Videos of the incident show a struggle between Blake and police on the SUV’s passenger side. He then walks around the front of the SUV and tries to enter the driver’s side door. An officer is seen pulling Blake’s tank top and seven shots are heard.

While the DCI has said that law enforcement agents recovered a knife from the driver’s side floorboard of the vehicle, it has not indicated whether Blake brandished or threatened to use the knife, or why Sheskey shot Blake so many times. Its account has not mentioned his children in the vehicle.

The union also said the SUV was not Blake’s vehicle. It wasn’t immediately clear whose vehicle it was.

Sheskey has been with the department for seven years. No other officer fired their gun. Sheskey and another officer have been placed on administrative leave.

Previous charges against Blake are ‘still pending,’ though he is no longer in handcuffs

Blake’s handcuffs have been removed and the criminal warrant authorities used to explain the restriction has been vacated, “although the charges against him are still pending,” Blake’s attorneys said.
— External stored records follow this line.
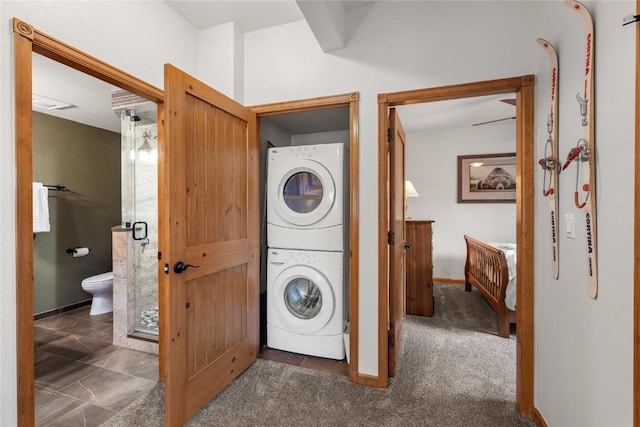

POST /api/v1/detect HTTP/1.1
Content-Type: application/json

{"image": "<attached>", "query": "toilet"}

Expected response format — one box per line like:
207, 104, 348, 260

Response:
82, 271, 113, 316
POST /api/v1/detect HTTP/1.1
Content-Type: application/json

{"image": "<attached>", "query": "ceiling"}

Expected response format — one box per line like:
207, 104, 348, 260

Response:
33, 0, 515, 134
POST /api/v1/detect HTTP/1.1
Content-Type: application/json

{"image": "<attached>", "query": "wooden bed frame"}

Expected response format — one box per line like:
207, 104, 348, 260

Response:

“Fortunately, a man who is paralyzed and fighting for his life after being shot seven times in the back, will no longer have to deal with the pain of having his ankles and wrist shackled and the traumatic stress of being under armed guard,” they said in a statement.

Kenosha County Sheriff’s Department spokesman Sgt. David Wright said Blake was handcuffed to the bed because the previous felony warrant had been active, and “anyone with this classification level that we are guarding in the hospital would be treated in this manner.”

Blake had been accused of unlawfully entering a home on May 3 and sexually assaulting a woman in her bedroom before leaving with her vehicle, according to the criminal complaint obtained by CNN. She also waived a temporary restraining order against Blake.

CNN does not typically identify sexual assault victims.

The criminal complaint filed on July 6 listed charges of felony third-degree sexual assault and misdemeanor trespassing and disorderly conduct. The arrest warrant against Blake was filed the following day.

In response to authorities’ explanation about the shackles at the hospital, Blake’s uncle told CNN: “It shows how little class and compassion the sheriff has.”